Growing up as a young boy in Northern New York, my very first professional baseball game I attended was in Jarry Parc in Montreal.
I have vivid memories of the Public Address speaker announcing the game in French, the outstanding organ music played, and of course the swimming pool over the right field fence. It was professional baseball and although I was a NY Mets fan, I fell in love with the Expos.
I continued to keep one eye on the Expos and the other eye on the NY Mets as I grew from childhood to young adult.
I remember watching the young Gary Carter as he burst on the scene in 1974. No matter the score, one did not leave the ballpark until “The Kid’s” last at bat.

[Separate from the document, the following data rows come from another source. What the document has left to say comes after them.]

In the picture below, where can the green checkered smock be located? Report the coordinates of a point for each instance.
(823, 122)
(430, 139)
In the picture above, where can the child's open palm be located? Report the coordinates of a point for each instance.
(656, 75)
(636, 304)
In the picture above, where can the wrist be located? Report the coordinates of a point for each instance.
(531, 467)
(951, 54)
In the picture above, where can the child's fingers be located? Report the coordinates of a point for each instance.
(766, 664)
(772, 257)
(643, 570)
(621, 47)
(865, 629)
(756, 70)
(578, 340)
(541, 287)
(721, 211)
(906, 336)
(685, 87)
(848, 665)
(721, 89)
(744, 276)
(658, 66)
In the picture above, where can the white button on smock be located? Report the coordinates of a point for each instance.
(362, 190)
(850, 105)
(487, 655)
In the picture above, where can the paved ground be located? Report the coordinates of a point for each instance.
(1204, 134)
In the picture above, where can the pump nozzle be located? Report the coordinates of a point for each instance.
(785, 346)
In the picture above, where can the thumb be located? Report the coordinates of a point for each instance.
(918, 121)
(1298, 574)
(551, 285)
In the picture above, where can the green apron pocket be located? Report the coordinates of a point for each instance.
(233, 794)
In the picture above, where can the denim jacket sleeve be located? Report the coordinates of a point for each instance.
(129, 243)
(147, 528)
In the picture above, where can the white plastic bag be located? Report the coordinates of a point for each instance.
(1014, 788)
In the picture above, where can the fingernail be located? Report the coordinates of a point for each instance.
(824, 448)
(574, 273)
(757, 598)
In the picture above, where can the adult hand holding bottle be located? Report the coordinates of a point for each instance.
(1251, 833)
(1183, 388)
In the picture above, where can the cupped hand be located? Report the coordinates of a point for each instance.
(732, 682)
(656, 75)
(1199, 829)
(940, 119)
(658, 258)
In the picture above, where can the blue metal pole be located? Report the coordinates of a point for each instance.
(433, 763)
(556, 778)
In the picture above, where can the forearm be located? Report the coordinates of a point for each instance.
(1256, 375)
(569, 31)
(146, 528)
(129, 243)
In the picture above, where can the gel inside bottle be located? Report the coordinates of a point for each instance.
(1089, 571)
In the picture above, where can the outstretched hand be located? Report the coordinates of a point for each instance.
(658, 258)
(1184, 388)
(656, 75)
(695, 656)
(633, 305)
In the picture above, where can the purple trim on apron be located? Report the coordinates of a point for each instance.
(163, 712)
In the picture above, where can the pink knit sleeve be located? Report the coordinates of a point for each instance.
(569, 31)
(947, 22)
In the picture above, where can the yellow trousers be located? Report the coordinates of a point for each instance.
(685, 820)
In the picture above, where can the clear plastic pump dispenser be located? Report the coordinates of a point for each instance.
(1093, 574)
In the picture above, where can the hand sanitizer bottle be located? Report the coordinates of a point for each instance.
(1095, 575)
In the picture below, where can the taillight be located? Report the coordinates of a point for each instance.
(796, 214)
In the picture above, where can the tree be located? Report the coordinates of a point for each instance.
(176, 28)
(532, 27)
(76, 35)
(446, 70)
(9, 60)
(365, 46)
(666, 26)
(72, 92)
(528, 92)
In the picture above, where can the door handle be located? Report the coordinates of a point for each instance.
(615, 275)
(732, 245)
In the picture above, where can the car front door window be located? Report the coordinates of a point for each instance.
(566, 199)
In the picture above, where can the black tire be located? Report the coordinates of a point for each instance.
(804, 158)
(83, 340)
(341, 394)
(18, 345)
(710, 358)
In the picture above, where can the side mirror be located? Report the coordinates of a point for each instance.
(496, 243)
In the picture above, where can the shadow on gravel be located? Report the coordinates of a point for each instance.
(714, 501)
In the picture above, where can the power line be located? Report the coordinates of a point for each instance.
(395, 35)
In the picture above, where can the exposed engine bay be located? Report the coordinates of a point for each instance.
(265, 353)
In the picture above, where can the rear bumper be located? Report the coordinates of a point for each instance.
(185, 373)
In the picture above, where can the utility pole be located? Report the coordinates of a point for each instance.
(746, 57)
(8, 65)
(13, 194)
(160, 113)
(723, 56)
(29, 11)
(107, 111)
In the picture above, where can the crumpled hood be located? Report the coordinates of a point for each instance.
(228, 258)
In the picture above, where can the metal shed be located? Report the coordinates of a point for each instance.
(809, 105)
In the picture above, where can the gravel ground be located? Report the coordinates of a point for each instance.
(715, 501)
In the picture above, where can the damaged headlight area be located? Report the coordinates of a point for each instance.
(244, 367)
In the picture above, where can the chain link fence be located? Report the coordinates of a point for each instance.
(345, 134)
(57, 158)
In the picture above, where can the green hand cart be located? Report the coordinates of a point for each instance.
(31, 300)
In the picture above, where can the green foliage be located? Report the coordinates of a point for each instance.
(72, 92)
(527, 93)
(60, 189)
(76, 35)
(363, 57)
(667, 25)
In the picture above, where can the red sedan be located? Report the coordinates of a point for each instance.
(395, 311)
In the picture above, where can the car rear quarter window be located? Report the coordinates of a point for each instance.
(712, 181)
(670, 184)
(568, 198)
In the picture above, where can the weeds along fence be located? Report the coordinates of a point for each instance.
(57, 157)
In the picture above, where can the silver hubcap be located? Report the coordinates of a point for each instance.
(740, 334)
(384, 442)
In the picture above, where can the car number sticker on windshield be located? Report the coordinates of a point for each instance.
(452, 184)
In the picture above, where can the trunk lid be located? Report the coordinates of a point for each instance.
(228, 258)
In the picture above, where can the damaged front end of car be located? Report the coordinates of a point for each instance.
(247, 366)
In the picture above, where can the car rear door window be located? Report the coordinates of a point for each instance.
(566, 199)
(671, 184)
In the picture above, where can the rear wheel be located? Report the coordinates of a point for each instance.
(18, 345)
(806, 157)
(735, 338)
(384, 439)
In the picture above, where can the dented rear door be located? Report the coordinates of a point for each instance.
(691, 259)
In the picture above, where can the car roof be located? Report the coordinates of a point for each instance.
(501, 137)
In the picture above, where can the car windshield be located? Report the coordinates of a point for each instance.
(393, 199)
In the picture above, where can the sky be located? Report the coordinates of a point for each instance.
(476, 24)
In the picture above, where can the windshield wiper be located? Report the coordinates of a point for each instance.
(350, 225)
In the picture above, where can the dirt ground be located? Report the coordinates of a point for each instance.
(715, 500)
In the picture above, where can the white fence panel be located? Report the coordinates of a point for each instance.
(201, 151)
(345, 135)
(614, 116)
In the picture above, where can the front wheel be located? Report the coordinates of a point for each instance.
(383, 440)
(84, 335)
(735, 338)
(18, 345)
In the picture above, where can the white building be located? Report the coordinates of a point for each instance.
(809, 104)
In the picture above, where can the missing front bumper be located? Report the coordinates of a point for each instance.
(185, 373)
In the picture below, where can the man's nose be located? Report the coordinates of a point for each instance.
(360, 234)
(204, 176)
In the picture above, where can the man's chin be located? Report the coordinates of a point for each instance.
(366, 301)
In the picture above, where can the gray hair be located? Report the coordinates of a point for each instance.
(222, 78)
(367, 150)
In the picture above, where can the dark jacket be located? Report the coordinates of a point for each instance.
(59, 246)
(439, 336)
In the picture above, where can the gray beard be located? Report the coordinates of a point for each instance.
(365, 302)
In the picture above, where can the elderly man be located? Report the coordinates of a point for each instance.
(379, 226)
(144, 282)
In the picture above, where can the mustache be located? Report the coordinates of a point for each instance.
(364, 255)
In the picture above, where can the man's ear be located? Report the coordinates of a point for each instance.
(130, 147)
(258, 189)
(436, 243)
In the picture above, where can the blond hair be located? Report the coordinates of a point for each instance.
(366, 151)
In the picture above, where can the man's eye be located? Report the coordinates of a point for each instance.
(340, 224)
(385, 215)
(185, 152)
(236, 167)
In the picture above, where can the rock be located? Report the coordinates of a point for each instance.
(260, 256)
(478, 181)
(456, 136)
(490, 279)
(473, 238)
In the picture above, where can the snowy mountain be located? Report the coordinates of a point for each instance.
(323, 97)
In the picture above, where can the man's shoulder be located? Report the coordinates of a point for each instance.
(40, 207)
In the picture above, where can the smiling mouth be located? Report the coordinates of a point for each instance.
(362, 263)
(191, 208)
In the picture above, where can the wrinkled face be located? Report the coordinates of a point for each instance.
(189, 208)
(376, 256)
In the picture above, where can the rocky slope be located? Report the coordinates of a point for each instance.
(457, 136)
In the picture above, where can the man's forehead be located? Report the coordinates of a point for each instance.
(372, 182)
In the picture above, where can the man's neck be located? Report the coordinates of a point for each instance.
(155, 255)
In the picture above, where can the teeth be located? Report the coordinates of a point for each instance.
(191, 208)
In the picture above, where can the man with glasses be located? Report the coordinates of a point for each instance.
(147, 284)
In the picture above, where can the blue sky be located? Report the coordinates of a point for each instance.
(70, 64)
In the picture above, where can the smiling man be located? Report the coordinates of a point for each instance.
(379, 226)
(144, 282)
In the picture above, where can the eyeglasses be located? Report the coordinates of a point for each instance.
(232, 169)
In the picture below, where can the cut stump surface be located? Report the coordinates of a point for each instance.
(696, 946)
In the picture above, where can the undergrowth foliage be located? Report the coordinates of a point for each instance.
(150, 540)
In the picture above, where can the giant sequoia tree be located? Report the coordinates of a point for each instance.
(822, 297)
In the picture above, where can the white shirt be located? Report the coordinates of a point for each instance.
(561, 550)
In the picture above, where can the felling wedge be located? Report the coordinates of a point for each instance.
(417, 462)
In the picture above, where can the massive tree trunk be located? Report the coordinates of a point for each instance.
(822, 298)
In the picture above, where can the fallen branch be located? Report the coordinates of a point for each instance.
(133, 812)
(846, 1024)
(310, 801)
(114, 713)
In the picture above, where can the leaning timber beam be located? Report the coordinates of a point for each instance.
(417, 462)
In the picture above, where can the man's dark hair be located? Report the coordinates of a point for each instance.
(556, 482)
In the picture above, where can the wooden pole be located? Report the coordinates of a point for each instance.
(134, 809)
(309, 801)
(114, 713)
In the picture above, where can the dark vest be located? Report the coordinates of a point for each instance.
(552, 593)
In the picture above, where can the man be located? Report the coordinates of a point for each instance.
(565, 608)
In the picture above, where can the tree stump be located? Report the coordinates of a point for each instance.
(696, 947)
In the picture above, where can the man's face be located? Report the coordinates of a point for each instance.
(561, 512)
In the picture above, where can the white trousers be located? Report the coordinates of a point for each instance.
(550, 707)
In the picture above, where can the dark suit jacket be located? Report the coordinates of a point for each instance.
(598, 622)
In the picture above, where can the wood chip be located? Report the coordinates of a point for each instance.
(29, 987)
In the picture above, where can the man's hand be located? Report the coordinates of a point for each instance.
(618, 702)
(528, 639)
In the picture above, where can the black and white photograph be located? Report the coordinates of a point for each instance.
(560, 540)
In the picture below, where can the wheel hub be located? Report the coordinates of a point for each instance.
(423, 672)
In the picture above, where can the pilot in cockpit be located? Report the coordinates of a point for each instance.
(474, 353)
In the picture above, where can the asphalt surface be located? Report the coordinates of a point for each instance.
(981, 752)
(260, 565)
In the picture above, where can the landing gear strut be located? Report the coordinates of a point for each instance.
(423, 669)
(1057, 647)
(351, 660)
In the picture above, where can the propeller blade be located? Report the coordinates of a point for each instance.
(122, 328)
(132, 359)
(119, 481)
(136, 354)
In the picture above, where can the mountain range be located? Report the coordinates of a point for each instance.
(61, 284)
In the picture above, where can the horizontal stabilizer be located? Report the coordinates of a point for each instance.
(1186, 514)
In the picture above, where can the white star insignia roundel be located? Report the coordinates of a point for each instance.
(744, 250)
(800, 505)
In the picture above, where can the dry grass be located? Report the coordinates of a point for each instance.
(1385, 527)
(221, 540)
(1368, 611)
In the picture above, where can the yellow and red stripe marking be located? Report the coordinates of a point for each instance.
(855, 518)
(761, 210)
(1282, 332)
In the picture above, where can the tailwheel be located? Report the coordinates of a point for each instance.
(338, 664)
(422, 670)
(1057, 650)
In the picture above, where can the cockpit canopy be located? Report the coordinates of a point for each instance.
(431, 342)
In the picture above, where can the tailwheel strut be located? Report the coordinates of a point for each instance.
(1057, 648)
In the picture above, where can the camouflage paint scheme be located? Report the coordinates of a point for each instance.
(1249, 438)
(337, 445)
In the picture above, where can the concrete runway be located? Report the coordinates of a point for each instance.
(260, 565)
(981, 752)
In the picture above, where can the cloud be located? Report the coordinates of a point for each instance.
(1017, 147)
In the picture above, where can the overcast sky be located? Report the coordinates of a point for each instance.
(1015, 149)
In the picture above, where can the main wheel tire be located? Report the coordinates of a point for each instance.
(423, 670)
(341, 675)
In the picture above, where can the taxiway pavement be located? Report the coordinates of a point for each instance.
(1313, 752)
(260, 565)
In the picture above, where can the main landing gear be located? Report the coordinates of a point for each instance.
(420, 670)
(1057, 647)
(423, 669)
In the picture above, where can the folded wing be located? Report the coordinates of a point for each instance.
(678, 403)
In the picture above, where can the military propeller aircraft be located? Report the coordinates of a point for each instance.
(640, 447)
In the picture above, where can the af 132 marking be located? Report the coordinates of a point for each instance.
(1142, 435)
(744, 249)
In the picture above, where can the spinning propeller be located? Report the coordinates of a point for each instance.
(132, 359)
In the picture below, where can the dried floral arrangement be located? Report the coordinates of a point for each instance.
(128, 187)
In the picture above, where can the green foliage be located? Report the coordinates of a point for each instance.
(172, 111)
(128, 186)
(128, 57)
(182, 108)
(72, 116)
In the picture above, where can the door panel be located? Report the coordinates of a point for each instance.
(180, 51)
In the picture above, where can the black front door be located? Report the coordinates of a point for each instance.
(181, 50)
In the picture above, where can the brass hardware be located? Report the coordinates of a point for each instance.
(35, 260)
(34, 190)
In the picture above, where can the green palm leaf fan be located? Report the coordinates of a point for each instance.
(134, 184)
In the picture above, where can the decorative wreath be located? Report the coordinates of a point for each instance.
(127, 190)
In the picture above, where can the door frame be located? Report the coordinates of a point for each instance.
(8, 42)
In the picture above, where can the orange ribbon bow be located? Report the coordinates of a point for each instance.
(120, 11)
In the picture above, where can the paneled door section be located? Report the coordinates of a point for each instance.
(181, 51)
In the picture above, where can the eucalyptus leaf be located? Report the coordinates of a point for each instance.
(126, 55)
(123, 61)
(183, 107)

In the late fall of 1984, while watching Monday Night Football, an urgent announcement was made. I remember hearing Howard Cosell announce to the world that Gary Carter had been traded from the Montreal Expos to the NY Mets.
By this time, I had married and moved to the Hudson Valley of NY State, a mere hour and 45 minutes from Shea Stadium. I was elated and could not wait for opening day.
Myself and three of my buddies had made a habit of attending opening day at Shea Stadium for a few years prior to 1985.
We weren’t going to miss this one! Early that April 9th Tuesday morning we left for the drive into the City. Our seats were located on the upper deck near the right field foul pole. Players looked like ants from there.
Planes from nearby airports were so close I think we could actually wave to passengers thru the windows of the plane. We drank beer and ate hot dogs and enjoyed a beautiful early spring day of baseball.
The weather was perfect at the start of the game but on the chilly side. The Mets took a lead and led throughout until the Cardinals tied it in the top of the 9th inning.
By this time the temperature had dipped considerably and many fans had headed to the exits.
Seconds later, Carter did just that as the ball cleared the left field fence and landed in the visiting team’s bullpen.
Even though by this time the stands were only three quarters full, it was the loudest I’ve ever heard in any sports stadium. The stands were actually shaking and I had a brief thought that we being in the upper deck might be in danger of a collapse.
As we exited our seats and headed down the borrows of the stadium, chants of GARY, GARY, GARY were echoing off the concrete of big Shea.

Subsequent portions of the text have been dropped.